The sensory ophthalmic division of the trigeminal nerve divides in the lateral wall of the cavernous sinus and enters the orbit via the superior orbital fissure as the lacrimal, frontal and nasociliary nerves. The lacrimal nerve joins the lacrimal artery and travels to the lacrimal gland to divide into superior and inferior branches. The gland, conjunctiva and lateral upper eyelid are supplied by the superior branch. The inferior branch joins with the zygomaticotemporal branch of the maxillary trigeminal nerve where it receives parasympathetic fibres to supply the lacrimal gland [8]. The frontal branch divides anteriorly to become the supratrochlear and larger supraorbital nerves that provide sensation to the medial canthus, upper eyelid, brow, and forehead [8]. These two branches are not affected by retrobulbar anaesthesia, whereas the nasociliary branch is within the annulus of Zinn, passing from lateral to medial over the optic nerve with the ophthalmic artery to go between the superior oblique and medial rectus. The nerve branches into the long and short ciliary nerves to supply sensation to the globe, the latter passing through the ciliary ganglion; and the anterior and posterior ethmoidal nerves supplying the mucosa of the nasal passages via their respective ethmoidal foramina at the frontoethmoidal suture along with their arterial branches from the ophthalmic artery. The terminal infratrochlear branch from the anterior ethmoid nerve supplies the tip of the nose and can be involved in herpes zoster ophthalmicus, called Hutchinson’s sign [8].

The path of the sympathetic supply through the orbit is not clear, entering through the superior orbital fissure and into the ciliary ganglion for pupillary dilation, smooth tarsal muscles of the eyelids, and vasoconstriction [8].

All the muscles, except the inferior oblique, arise from the orbital apex at the annulus of Zinn. The levator palpebrae superioris and superior oblique muscles are more superomedial and originate from the lesser wing of sphenoid [6]

The extraocular muscles are covered by a muscular fascia which forms check ligaments anteriorly, enter tunnel-like openings through Tenon’s fascia to attach to the sclera on the anterior globe in a configuration called the spiral of Tilleux. The medial rectus inserts the closest to the limbus, 5.5mm posteriorly [6].

The lateral rectus is separated from the lateral orbital wall by fat. Between it and the optic nerve is the site of deposition of a retrobulbar injection where the ciliary ganglion the nerves entering the orbit lie [6]. The lateral rectus check ligament is the strongest and inserts on Whitnall’s lateral orbital tubercle located 4-5 mm behind the lateral orbital rim and 1 cm inferior to the frontozygomatic suture. Here, the lateral canthal tendon, lateral rectus check ligament, lateral horn of the levator aponeurosis, the suspensory ligament of the lower lid (Lockwood’s ligament), the orbital septum, and the lacrimal gland fascia attach. The medial rectus check ligament mainly inserts behind the posterior lacrimal crest [8].

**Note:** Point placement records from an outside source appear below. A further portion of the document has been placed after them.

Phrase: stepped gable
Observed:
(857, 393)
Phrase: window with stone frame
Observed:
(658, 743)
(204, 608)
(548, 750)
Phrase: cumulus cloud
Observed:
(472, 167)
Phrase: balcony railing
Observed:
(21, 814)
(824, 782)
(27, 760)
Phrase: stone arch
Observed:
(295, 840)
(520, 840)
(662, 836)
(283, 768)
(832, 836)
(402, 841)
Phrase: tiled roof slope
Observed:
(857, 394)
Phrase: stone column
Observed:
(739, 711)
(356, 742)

The superior oblique courses from the annulus of Zinn anteriorly along the superomedial orbital wall. Between it and the medial rectus are the ethmoidal branches of the nasociliary nerve and ophthalmic artery [8]. The superior oblique forms its tendon before it reaches the trochlear in the anteromedial orbital roof, 5-10mm behind the orbital rim in a shallow fossa, formed from cartilage from the periorbita. Here, it makes a 54° angle to pass under the superior rectus posterolaterally and insert on the globe [9]. Its action is to depress, intort, and abduct the eye.

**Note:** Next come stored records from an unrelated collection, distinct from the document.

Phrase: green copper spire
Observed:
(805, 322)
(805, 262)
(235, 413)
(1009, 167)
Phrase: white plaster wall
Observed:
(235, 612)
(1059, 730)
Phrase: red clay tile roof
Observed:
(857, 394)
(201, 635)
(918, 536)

The inferior oblique originates from periorbita at the anteromedial orbital floor lateral to the lacrimal fossa, passing between the central and medial fat pads of the lower eyelid with its arcuate expansion of fascia dividing the lateral and central fat pads. It enters the orbit under the inferior rectus muscle posterolaterally which radiates fibrous septae to the inferior periorbita. The fascia of the two muscles forms the suspensory ligament of Lockwood before it continues as the capsulopalpebral fascia and lower lid retractor complex. With the check ligament of the lateral rectus and lateral horn of the levator aponeurosis, they fuse with the lateral canthal tendon [8].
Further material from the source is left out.